Ever seen Lemony Snicket's "A Series of Unfortunate Events"?
Ever lived it?
As Mr. Snicket once profoundly penned, (and Meryl Streep so expertly exhibited)"There are two types of fear: rational and irrational. Fear of real estate agents is an irrational fear."
Though undeniably a brilliant writer, on this point, Mr. Snicket, you are so very woefully wrong.
Fear of real estate agents is--as of today--most DEFINITELY a RATIONAL fear. Just ask the guy who just had to scale two stories to break into my house for me.
Yes, my friend, while you spent your day comfortably numb in your cubicle, I spent mine in the parking lot, gazing wistfully up at my apartment, wishing so desperately that I could once again venture inside. You see, I had been locked out. By a sinister real estate scoundrel!
When I moved into this place in December, I was told by my landlord that he would be putting the place on the market this fall--but not to worry! The place would most certainly NEVER sell in the current real estate climate, and no one would likely even inquire after it. Just to recap:
Not to worry.
My landlord put the house on the market in February, and ever since, I have had countless strangers in my home, countless calls from real estate agents to "come home and put my dog up" and countless surprises with strangers just walking in. (One of which recently got the shock of her life when she opened the door and Melvin pounced her. Now that's a damn good dawg!)
So today, the house is being shown FOR THE SECOND TIME IN 5 HOURS, and so I decide to take Mr. Melvin out for a walk so the intruders can have some privacy. I smile at the sinister agent. Sinister agent returns the smile. I leave with dog.
Only with dog.
All I have is dog.
Senior Sinister chooses this moment to pounce. Bastard locks me out.
Bastard. Locks. Me. Out.
And, just to taunt me, leaves the door on the porch wiiiiiiiide open.
Now, for those of you who have been by, (and for those of you who haven't) please keep in mind my home is on the second floor.
Floor numero dos.
And as I have no talent for scaling walls (in a sun dress and sparkly flip flops, anyone?) I decide on the only other options available.
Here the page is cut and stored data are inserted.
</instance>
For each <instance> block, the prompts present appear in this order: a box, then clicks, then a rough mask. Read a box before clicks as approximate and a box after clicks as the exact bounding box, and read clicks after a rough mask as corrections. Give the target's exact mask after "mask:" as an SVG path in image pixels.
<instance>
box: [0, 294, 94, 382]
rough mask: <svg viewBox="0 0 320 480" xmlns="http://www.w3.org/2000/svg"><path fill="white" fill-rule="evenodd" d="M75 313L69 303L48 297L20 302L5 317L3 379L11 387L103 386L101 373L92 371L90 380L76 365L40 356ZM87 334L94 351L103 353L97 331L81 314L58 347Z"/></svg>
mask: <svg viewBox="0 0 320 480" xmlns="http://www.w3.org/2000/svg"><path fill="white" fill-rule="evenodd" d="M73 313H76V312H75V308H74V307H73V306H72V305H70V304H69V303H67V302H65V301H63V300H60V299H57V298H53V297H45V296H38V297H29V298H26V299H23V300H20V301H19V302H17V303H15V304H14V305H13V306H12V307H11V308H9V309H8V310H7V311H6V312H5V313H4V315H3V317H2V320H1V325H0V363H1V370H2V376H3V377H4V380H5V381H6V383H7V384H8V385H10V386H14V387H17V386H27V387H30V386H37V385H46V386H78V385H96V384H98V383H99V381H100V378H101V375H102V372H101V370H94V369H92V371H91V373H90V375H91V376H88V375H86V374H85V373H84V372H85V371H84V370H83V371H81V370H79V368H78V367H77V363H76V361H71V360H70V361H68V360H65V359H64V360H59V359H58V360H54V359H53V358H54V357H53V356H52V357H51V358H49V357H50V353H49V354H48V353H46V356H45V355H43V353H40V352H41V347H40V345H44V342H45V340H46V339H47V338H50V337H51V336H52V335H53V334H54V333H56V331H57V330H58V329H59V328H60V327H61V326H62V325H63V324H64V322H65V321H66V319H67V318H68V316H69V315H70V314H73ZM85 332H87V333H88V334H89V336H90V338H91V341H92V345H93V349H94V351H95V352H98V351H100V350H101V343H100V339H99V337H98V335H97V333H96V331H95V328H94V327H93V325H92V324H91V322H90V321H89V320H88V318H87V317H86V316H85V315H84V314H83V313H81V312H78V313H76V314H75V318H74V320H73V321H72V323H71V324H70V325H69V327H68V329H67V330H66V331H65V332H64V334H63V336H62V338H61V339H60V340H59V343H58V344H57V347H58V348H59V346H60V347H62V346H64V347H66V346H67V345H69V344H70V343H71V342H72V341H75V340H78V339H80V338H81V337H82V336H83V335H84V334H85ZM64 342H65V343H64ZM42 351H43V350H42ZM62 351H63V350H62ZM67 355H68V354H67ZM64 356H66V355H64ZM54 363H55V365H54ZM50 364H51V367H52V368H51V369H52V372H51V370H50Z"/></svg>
They are, in this order:
Attempt to kick my own door in.
Call my landlord and leave an overly sarcastic message.
Attempt to climb to the balcony from the emergency staircase. Realize this folly will likely end in death.
Run throughout the complex in search of Senior Sinister. Prepare self for Mortal Combat.
As real estate agent has mysteriously vanished, return to parking lot. Sulk. Stare up at apartment. Continue to sulk.
At this point I hear a familiar sound. It is the incessant beeping noise which has plagued me since I moved into this ridiculous place, waking me in the mornings and making it virtually impossible to write my graduate school papers--the sound of construction crews.
Ding! Ding! Ding!
Not only do they have ladders, but men who speak little English and wear hard hats LOVE women in sun dresses and sparkly shoes!
10 batted eyelashes, three tales of woe, 15 minutes, two men, a translator, a ladder climb and a sigh of relief later...here I sit. On my couch. Writing to you.
Sure. It ain't the story of a Happy Little Elf. That one's playing in Theatre Number Two. None the less, this is a story about triumph.
"Dear reader, ...this story is about [Erin Greer]. And [she is] the sort of [person] who know[s] that there's always something. Something to invent, something to read, something to bite, and something to do, to make a sanctuary, no matter how small. And for this reason, I am happy to say, [Erin Greer was] very fortunate indeed."